The final 3 weaknesses of this study could be addressed simultaneously by a trial in which patients are randomized to routine care versus exemplary dissemination of patient information to follow-up physicians. Although we controlled for many important factors, our observational study could not control for all potential confounders. For example, patients whose follow-up physicians received a discharge summary may be systematically different from other patients. Also, readmission to hospital might be associated with poor care during the initial hospitalization, 55–58 which itself could be associated with poor dissemination of discharge summaries. These and other unmeasured confounding factors, such as quality of care by the primary care physician, would be controlled in a properly conducted randomized clinical trial. Finally, our study was unable to determine how the dissemination of discharge summaries to follow-up physicians might avoid readmission to hospital. Ideally, one would want to document how information in the summary affected the decision making that influenced outcomes.
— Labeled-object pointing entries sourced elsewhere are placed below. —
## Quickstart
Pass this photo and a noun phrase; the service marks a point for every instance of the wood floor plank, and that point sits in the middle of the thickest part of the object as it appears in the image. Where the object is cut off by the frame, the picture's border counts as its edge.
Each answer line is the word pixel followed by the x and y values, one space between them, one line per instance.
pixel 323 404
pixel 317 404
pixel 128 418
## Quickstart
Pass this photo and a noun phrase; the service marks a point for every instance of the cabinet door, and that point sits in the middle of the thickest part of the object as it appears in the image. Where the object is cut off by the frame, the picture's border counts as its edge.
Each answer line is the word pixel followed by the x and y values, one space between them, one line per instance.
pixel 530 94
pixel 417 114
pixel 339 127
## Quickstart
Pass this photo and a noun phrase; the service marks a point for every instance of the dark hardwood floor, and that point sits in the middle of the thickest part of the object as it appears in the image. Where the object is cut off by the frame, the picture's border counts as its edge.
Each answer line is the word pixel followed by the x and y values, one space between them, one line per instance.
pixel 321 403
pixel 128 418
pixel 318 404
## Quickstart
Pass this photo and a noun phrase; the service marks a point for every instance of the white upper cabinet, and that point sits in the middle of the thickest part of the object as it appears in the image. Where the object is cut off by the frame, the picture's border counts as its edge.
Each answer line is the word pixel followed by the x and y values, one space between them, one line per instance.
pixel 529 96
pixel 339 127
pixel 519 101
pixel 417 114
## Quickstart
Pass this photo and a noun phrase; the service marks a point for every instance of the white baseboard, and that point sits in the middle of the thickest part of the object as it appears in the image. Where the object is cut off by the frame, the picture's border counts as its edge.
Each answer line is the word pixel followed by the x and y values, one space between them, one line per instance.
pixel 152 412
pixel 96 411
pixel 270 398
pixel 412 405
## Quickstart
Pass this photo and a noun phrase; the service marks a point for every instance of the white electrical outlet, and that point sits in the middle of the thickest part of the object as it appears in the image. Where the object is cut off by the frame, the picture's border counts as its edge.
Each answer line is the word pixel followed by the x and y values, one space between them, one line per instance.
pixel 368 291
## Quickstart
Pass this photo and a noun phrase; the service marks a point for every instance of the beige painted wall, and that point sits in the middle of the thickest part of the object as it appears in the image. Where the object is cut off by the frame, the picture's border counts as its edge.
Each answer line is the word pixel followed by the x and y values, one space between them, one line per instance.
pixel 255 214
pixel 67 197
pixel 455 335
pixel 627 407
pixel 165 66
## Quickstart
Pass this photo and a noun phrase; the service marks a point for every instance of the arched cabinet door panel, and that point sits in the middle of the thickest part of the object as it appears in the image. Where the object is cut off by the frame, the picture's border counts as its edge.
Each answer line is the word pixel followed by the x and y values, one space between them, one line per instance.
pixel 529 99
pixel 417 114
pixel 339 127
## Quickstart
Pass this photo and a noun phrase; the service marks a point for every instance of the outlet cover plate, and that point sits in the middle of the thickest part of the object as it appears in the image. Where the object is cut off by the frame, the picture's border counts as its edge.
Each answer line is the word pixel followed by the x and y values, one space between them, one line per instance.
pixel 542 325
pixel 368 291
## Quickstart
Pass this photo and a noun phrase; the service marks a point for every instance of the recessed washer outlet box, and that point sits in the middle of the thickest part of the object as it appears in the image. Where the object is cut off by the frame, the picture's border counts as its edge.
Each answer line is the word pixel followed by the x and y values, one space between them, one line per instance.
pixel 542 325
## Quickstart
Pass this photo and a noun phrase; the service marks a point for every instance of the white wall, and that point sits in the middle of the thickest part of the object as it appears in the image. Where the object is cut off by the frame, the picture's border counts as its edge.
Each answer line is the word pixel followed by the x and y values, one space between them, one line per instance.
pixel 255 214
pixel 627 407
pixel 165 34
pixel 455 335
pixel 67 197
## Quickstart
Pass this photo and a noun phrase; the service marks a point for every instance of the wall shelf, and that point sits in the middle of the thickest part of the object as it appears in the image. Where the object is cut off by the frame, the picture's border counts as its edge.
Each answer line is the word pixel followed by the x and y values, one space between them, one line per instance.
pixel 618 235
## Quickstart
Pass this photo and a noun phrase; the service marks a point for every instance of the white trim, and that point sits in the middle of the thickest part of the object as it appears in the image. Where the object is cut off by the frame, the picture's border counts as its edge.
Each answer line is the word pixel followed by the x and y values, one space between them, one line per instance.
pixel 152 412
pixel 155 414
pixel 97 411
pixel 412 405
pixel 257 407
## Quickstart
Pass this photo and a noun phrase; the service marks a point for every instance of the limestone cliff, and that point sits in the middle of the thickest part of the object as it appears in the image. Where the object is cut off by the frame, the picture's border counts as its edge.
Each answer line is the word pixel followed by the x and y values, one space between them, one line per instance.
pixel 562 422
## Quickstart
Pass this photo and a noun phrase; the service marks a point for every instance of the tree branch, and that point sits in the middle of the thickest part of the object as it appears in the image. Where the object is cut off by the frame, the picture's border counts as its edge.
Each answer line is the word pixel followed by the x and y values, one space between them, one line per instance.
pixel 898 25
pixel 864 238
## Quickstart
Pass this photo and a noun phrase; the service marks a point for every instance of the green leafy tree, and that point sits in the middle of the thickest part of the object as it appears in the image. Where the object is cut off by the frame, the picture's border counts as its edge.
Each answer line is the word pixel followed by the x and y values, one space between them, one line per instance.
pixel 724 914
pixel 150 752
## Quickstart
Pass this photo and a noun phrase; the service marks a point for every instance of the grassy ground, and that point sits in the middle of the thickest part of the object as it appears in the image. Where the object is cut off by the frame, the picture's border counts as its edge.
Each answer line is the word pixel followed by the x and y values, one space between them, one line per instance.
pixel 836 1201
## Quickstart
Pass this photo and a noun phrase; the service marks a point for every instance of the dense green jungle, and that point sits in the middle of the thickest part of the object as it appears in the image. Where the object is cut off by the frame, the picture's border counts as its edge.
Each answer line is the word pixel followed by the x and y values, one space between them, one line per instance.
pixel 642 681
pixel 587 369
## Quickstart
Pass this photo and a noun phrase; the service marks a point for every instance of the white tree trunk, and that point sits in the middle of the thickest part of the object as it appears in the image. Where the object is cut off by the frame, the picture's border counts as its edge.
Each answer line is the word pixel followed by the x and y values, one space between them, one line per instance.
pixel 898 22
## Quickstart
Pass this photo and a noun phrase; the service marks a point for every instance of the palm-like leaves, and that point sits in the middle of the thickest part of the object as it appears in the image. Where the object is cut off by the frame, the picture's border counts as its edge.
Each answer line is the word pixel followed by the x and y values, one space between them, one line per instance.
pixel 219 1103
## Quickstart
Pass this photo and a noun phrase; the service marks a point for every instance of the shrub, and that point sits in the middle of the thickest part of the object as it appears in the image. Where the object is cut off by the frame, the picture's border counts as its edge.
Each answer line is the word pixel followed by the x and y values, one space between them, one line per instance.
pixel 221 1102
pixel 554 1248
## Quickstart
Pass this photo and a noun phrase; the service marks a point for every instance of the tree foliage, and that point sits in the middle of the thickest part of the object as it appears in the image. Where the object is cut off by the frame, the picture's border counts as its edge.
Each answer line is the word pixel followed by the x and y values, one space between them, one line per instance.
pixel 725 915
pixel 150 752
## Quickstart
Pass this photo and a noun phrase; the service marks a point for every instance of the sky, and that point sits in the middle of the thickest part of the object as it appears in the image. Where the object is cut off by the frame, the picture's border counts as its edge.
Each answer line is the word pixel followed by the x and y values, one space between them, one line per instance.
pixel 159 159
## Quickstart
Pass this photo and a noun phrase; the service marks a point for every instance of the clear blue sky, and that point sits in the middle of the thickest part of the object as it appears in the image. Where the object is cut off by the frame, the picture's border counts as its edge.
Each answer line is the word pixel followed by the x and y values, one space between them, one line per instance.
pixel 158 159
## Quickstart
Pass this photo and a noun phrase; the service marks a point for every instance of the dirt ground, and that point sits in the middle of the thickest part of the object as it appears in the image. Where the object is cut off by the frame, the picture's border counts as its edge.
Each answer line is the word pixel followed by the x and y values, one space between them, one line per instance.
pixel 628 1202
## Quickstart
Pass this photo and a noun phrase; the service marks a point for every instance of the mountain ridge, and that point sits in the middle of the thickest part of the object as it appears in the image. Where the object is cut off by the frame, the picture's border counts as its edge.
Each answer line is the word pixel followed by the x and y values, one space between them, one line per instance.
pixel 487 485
Our finding that dissemination of patient-specific hospital information to follow-up physicians may influence important outcomes is important for both physicians and health policy makers. Recent advances have resulted in a rapid proliferation of information and communication technologies that could extensively integrate health information as never before. However, the costs of adopting these technologies into exisiting health systems will be considerable. We believe that further research to determine the effects that continuity of patient information have upon important health outcomes is essential for appropriate decision making regarding these technologies.